I generally prefer novels to short story collections, but I would read a shopping list if Gaiman penned it.
I received Neil Gaiman’s collection of short stories Fragile Things for Christmas, and I’ve been devouring it rapidly. My favorite so far has been a gem called “Other People.”
The story details a man’s punishment in Hell, where he is physically tortured by a demon. He’s then forced to recount his life aloud again and again, admitting to every bad thing he’s ever done, and then he’s forced to learn the repercussions of his selfishness on other people.
In the end, the torture has left him looking like the demon, a soulless husk, and a new wayward human enters the chamber. The cycle begins anew.

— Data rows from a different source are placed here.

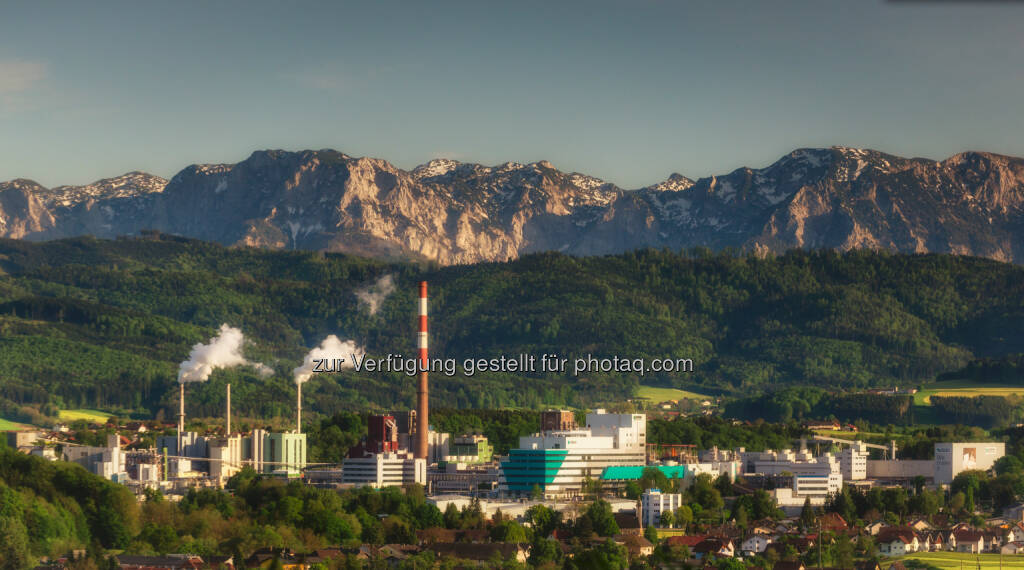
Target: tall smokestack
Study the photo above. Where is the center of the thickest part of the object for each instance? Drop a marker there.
(422, 417)
(181, 417)
(298, 415)
(227, 428)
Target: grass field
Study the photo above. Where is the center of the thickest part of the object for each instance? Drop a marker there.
(955, 561)
(6, 425)
(656, 394)
(924, 397)
(87, 414)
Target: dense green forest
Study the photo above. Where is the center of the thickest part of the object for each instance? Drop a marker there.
(103, 323)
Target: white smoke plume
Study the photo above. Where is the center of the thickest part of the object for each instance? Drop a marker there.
(223, 351)
(375, 294)
(330, 350)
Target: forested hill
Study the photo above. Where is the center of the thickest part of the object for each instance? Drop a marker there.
(103, 323)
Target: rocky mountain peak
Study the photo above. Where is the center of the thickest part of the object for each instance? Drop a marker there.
(455, 212)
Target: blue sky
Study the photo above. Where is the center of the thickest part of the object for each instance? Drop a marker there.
(629, 91)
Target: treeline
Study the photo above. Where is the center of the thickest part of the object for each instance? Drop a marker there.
(50, 508)
(985, 411)
(121, 314)
(1009, 370)
(708, 432)
(818, 403)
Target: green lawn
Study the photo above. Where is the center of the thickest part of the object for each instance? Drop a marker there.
(657, 394)
(957, 388)
(87, 414)
(7, 426)
(954, 561)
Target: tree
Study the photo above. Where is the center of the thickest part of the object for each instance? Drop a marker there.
(453, 518)
(668, 519)
(741, 518)
(508, 531)
(604, 521)
(650, 533)
(684, 517)
(607, 555)
(544, 551)
(544, 520)
(653, 478)
(14, 553)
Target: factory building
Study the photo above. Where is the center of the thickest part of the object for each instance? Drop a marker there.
(558, 462)
(953, 458)
(108, 462)
(272, 453)
(469, 449)
(384, 470)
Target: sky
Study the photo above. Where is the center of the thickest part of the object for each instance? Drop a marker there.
(629, 91)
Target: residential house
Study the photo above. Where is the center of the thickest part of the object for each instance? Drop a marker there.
(875, 527)
(1016, 547)
(159, 562)
(636, 545)
(481, 553)
(968, 540)
(921, 525)
(715, 545)
(834, 522)
(897, 541)
(756, 543)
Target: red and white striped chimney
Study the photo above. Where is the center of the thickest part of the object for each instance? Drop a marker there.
(422, 393)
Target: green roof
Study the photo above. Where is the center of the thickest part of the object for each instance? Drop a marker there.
(633, 473)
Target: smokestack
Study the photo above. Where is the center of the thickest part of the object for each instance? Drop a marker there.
(422, 418)
(298, 415)
(181, 417)
(227, 429)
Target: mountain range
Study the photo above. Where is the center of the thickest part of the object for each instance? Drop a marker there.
(452, 212)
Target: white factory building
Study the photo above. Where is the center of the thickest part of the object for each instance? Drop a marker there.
(384, 470)
(558, 462)
(108, 462)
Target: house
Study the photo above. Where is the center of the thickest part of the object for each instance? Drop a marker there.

In the forward, Gaiman recounts the doubt he felt upon completion of the story. It felt too circular, too neat to be original. It nagged at the back of his mind. He was sure it must have been a story he’d heard years before and then forgotten. After reading “Other People” to a number of friends, however, no one could name a derivative work.
I think this is a problem all writers face. Whenever I get an idea for a story, if I don’t get it written within a day or two, I usually talk myself out of it. I tell myself it’s too much like this other story or it’s taking too much from this movie.
Art doesn’t exist in a vacuum – everybody draws from their role models and inspirations. What separates us from them, though? How do we differentiate our work, and how do we mark that difference between being inspired by an artist and stealing from them?